Turtles All the Way Down Page 61
“Tomorrow,” he said, and that killed the conversation for a while.
“Okay, so,” I said at last, “what am I looking at?”
He laughed a little. “Well, you’ve got Jupiter up there, of course. Very bright tonight. And there’s Arcturus.” He squirmed a bit to turn around and pointed toward another part of the sky. “And there’s the Big Dipper, and if you follow the line of those two stars, right there, that’s Polaris, the North Star.”
“Why’d you tell the cops to look down there?” I asked.
“It was eating Noah up, not knowing. I realized . . . I guess I realized I had to be a big brother, you know? That’s my full-time occupation now. That’s who I am. And he needed to know why his father wasn’t in touch with him more than he needed all the money, so that’s what we did.”
I reached down and squeezed his hand. “You’re a good brother.”
He nodded. I could see in the gray light that he was crying a little. “Thanks,” he said. “I kind of just want to stay here in this particular instant for a really long time.”
“Yeah,” I said.
We settled into a silence, and I felt the sky’s bigness above me, the unimaginable vastness of it all—looking at Polaris and realizing the light I was seeing was 425 years old, and then looking at Jupiter, less than a light-hour from us. In the moonless darkness, we were just witnesses to light, and I felt a sliver of what must have driven Davis to astronomy. There was a kind of relief in having your own smallness laid bare before you, and I realized something Davis must have already known: Spirals grow infinitely small the farther you follow them inward, but they also grow infinitely large the farther you follow them out.
And I knew I would remember that feeling, underneath the split-up sky, back before the machinery of fate ground us into one thing or another, back when we could still be everything.
I thought, lying there, that I might love him for the rest of my life. We did love each other—maybe we never said it, and maybe love was never something we were in, but it was something I felt. I loved him, and I thought, maybe I will never see him again, and I’ll be stuck missing him, and isn’t that so terrible.
—
But it turns out not to be terrible, because I know the secret that the me lying beneath that sky could not imagine: I know that girl would go on, that she would grow up, have children and love them, that despite loving them she would get too sick to care for them, be hospitalized, get better, and then get sick again. I know a shrink would say, Write it down, how you got here.
So you would, and in writing it down you realize, love is not a tragedy or a failure, but a gift.

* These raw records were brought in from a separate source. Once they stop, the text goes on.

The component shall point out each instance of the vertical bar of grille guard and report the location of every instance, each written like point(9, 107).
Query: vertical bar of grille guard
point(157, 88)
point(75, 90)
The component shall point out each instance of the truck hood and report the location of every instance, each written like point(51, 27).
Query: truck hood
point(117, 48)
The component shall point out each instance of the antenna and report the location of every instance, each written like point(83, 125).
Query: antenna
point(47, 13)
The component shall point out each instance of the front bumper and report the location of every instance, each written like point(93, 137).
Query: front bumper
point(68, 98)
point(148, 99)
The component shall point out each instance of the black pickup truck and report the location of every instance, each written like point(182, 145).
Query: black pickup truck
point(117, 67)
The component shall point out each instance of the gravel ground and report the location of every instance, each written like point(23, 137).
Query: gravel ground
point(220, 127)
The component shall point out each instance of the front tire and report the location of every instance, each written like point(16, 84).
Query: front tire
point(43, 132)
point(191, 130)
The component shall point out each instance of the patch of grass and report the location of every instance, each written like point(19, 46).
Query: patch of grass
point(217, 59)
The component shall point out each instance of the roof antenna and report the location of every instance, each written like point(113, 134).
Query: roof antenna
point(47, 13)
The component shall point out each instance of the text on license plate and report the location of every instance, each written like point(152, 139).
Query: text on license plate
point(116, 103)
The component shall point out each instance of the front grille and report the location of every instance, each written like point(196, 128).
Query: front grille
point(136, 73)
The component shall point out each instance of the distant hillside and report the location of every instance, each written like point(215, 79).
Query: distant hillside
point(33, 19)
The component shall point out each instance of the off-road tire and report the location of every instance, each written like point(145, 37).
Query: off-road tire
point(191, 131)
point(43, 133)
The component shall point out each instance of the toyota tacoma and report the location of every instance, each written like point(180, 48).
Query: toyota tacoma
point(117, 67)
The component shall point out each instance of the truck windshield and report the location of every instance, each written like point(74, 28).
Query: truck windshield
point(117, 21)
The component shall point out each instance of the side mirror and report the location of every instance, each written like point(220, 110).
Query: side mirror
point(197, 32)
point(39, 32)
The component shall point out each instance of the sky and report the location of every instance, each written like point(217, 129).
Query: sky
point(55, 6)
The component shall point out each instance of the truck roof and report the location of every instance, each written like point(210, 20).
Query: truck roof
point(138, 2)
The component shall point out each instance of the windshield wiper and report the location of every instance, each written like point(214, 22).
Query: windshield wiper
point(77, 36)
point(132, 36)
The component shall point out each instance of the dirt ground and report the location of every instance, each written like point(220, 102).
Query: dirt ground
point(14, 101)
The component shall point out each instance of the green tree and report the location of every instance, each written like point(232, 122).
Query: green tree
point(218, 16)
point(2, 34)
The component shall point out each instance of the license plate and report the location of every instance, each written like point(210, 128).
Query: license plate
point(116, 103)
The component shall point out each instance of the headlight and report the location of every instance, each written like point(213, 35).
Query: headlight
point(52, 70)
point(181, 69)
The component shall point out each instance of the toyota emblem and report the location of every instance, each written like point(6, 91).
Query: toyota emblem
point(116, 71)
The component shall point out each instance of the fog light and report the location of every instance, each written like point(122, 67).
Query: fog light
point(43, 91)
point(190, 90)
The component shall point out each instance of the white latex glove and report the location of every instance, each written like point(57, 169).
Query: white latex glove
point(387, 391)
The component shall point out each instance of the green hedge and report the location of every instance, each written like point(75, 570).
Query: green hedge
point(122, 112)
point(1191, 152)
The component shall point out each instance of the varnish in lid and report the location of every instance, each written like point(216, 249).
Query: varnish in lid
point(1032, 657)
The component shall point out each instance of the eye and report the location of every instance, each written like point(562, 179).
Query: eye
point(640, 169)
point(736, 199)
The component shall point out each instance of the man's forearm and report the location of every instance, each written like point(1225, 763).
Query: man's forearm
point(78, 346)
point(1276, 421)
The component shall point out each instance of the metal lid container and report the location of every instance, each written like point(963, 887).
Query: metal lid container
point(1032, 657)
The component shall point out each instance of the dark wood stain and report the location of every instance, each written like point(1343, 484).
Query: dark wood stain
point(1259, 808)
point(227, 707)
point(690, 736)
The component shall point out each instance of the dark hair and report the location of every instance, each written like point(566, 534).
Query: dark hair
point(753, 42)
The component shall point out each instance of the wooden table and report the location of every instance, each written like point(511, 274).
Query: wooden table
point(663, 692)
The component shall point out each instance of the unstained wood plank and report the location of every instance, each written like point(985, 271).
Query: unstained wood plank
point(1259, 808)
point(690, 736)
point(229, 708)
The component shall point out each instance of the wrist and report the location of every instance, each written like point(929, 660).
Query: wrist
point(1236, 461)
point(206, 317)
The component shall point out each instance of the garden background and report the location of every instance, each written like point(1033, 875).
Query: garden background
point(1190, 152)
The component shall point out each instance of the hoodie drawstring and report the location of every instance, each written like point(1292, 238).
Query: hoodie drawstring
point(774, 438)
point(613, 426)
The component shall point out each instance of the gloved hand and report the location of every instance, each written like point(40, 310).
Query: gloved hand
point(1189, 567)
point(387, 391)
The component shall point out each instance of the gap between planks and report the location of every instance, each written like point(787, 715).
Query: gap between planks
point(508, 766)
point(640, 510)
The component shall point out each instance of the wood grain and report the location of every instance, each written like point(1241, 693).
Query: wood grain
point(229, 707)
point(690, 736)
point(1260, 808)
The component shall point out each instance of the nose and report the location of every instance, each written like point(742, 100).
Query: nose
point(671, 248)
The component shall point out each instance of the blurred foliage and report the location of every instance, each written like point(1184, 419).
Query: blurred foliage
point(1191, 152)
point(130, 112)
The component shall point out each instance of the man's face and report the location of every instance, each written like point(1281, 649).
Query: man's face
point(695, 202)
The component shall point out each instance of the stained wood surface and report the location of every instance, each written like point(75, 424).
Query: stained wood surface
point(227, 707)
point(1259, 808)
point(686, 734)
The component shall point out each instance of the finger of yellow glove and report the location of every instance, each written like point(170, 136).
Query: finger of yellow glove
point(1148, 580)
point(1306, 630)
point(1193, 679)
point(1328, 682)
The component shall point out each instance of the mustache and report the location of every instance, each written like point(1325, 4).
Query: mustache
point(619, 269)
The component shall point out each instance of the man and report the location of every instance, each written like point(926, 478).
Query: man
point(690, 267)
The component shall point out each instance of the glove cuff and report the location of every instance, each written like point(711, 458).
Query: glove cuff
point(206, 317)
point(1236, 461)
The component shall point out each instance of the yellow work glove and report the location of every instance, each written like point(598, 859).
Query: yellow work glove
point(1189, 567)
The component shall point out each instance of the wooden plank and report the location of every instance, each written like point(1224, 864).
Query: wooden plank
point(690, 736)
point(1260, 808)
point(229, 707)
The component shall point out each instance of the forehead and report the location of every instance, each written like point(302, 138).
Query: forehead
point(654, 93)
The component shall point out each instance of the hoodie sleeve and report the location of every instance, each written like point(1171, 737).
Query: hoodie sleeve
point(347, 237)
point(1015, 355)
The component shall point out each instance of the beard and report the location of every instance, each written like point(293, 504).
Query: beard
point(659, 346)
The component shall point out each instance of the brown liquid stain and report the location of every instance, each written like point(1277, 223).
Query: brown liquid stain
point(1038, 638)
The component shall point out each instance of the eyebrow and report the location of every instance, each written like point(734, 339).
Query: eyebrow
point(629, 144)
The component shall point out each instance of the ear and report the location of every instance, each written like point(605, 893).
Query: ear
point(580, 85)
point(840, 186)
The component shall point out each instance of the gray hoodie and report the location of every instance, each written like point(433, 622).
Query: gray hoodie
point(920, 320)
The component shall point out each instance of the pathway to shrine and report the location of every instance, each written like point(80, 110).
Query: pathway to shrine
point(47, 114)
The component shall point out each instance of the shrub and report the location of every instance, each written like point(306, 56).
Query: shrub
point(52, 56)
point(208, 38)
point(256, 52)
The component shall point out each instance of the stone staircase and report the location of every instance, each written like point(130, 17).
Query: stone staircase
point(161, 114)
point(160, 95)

You remember your first love because they show you, prove to you, that you can love and be loved, that nothing in this world is deserved except for love, that love is both how you become a person, and why.
—
But underneath those skies, your hand—no, my hand—no, our hand—in his, you don’t know yet. You don’t know that the spiral painting is in that box on your dining room table, with a Post-it note stuck to the back of the frame: Stole this from a lizard for you.—D. You can’t know yet how that painting will follow you from one apartment to another and then eventually to a house, or how decades later, you’ll be so proud that Daisy continues to be your best friend, that growing into different lives only makes you more fiercely loyal to each other. You don’t know that you’d go to college, find a job, make a life, see it unbuilt and rebuilt.
I, a singular proper noun, would go on, if always in a conditional tense.
But you don’t know any of that yet. We squeeze his hand. He squeezes back. You stare up at the same sky together, and after a while he says, I have to go, and you say, Good-bye, and he says, Good-bye, Aza, and no one ever says good-bye unless they want to see you again.